Nella premessa del libro-diario, Viera, un’italiana del ’23, pubblicato da Pendragon, l’autrice Paola Mattioli racchiude in poche parole quella che secondo me è l’essenza di questa pubblicazione:
(…) L’esigenza era di far sapere alle persone a lei care la sua esperienza di vita, dalla nascita agli ultimi momenti, e di lasciare una testimonianza per le figlie, così che potessero trarne giovamento, insegnamento e amore per quello in cui credono.
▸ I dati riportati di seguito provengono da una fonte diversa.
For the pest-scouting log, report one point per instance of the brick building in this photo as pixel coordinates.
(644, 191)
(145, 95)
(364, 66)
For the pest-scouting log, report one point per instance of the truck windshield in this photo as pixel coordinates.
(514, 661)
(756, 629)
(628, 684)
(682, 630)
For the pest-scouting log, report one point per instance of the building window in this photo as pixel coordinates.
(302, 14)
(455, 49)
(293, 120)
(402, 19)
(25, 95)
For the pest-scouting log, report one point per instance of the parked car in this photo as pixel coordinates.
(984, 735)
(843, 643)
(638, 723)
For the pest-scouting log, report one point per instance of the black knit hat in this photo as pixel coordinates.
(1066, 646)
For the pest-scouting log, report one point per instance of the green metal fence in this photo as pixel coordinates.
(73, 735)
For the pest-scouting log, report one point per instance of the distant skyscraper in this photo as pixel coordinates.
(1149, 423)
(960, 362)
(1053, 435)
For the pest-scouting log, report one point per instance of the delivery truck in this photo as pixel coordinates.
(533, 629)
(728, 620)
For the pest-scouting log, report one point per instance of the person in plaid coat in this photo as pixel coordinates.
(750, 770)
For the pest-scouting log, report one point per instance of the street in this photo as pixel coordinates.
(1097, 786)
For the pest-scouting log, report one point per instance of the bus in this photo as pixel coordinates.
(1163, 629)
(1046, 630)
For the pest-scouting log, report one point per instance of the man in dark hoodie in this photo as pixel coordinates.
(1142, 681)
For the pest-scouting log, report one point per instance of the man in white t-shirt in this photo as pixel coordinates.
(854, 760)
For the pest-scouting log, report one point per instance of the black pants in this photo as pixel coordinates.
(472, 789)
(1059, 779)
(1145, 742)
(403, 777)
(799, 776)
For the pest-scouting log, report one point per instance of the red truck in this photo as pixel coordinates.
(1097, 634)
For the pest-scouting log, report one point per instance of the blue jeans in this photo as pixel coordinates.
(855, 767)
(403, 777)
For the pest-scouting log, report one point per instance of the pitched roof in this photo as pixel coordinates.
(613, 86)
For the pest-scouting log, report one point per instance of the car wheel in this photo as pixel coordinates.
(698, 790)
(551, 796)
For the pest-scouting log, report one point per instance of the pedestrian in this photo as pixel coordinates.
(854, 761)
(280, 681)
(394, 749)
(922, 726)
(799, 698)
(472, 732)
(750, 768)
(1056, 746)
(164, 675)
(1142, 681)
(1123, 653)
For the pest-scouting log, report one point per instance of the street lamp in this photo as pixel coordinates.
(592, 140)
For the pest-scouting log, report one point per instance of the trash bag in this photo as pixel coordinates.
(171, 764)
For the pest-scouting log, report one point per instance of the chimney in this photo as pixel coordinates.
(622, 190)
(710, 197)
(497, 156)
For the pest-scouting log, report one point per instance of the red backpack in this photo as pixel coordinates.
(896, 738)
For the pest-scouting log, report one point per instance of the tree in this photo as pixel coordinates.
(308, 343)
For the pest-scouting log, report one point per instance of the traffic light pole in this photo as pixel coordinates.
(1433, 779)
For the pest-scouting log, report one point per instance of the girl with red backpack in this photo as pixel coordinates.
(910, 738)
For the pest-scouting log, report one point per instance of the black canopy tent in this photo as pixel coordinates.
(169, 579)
Viera, un’italiana del ’23: un libro, due mani
Il libro è diviso in due sezioni distinte: il diario scritto da Viera e trovato dalla figlia Paola nella libreria di casa, e una parte finale in cui la stessa Paola parla della madre. Quello che ne esce è un volumetto (sono poco più di sessanta pagine) denso ma allo stesso tempo leggero. Denso perché pieno zeppo di sentimenti, più o meno rimasti pudicamente nascosti durante la vita di Viera. Ed è facile commuoversi leggendolo, perché toccano corde comuni a tutti noi.
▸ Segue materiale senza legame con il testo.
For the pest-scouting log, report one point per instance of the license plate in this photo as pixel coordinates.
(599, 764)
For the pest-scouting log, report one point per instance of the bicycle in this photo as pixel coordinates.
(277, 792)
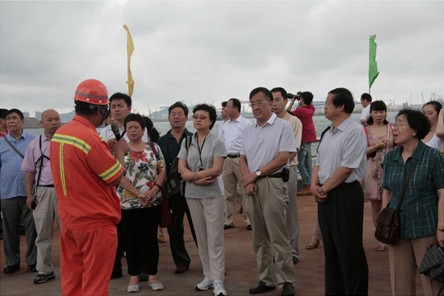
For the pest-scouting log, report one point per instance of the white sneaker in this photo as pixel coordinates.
(205, 284)
(219, 289)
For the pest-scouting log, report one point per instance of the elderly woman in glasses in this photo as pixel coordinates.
(140, 200)
(422, 210)
(200, 165)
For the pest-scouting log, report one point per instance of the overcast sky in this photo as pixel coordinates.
(211, 51)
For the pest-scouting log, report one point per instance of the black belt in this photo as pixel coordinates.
(277, 175)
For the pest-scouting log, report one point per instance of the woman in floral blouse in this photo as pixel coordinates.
(380, 142)
(140, 197)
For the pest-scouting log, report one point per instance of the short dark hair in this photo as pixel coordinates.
(377, 106)
(437, 105)
(83, 108)
(307, 96)
(121, 96)
(152, 131)
(417, 121)
(343, 97)
(15, 110)
(207, 108)
(280, 90)
(3, 113)
(180, 105)
(268, 95)
(134, 117)
(366, 96)
(236, 103)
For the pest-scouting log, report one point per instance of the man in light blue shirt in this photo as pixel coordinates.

Leggero, perché scritto con uno stile semplice e colloquiale, come se a farlo fosse stato davvero un parente stretto di cui si conosce già qualcosa ma sapendo che è solo la punta dell’iceberg. Non c’è artificio o costrutto: è un diario, semplice e diretto, e così è stato pubblicato. Questo stile si mantiene anche nella parte finale scritta da Paola.
Un valore aggiunto al libro sono le foto che Paola Mattioli ha inserito, aggiungendo così una chiave di lettura e comprensione in più a quello che la madre ha scritto lungo tutta una vita. Una in particolare la ritrae nella bellezza dei suoi ventiquattro anni, seduta al tavolino di un bar, ed è forse quella che più mi è rimasta impressa. Rigorosamente in bianco e nero, queste fotografie ritraggono anche il marito, Paolo, le due figlie, Paola e Silvia, e altri protagonisti del racconto come, per esempio, i genitori di Viera e quelli di Paolo.
Perché leggere Viera, un’italiana del ’23
Una cosa che mi è piaciuta molto del libro, e per cui lo consiglio a chi ama i racconti storici, specialmente quelli sul Novecento e sulla Seconda Guerra Mondiale, è l’immagine dell’Italia che ne emerge. Un’Italia che per ovvi motivi non esiste più, oggi, ma che è necessario conoscere perché fa parte della nostra storia, della storia di tutti noi. Uno scrigno di valori che sono propri di noi italiani, anche se a volte tendiamo a dimenticarcene. E ricordarlo non può che riempirci d’orgoglio.
Una curiosità
Quando finisci di leggere il diario, ripesa al titolo. Il perché non posso svelartelo, sarebbe troppo facile e toglierei valore alla lettura, ma se segui questo mio consiglio, ne rimarrai sorpreso.
L’autrice
Paola Mattioli nasce a Bologna nel 1962. Scopre la magia e la bellezza della scrittura durante gli anni trascorsi a scuola, all’Istituto magistrale, e poi durante il corso professionale per Assistente di Comunità Infantili. È in questo periodo che inizia a scrivere poesie. Successivamente abbandona la scrittura per lungo tempo a causa di motivi lavorativi. La riprende solo nel 2006, dopo la scomparsa della madre: rimasta sola (il padre era mancato nel 1991, lasciando un grande vuoto) la scrittura diventa per lei qualcosa di necessario, di imprescindibile.
Nascono così le sue meravigliose poesie dell’età matura, dove ricordi amari e a volte anche dolorosi si uniscono a intensi sentimenti d’amore. Una costante della sua poetica è la presenza di una vena di malinconia nei confronti della bellezza della vita. Altra sua caratteristica è la capacità di vedere tutto questo con gli occhi dell’infanzia. Nel 2012 esce in un’edizione ridotta e autoprodotta il suo primo libro, Vorrei. Nel 2015 pubblica per la casa editrice Pendragon Al di là del cielo, una raccolta di poesie e nel 2017 A piccoli passi, un altro lavoro poetico.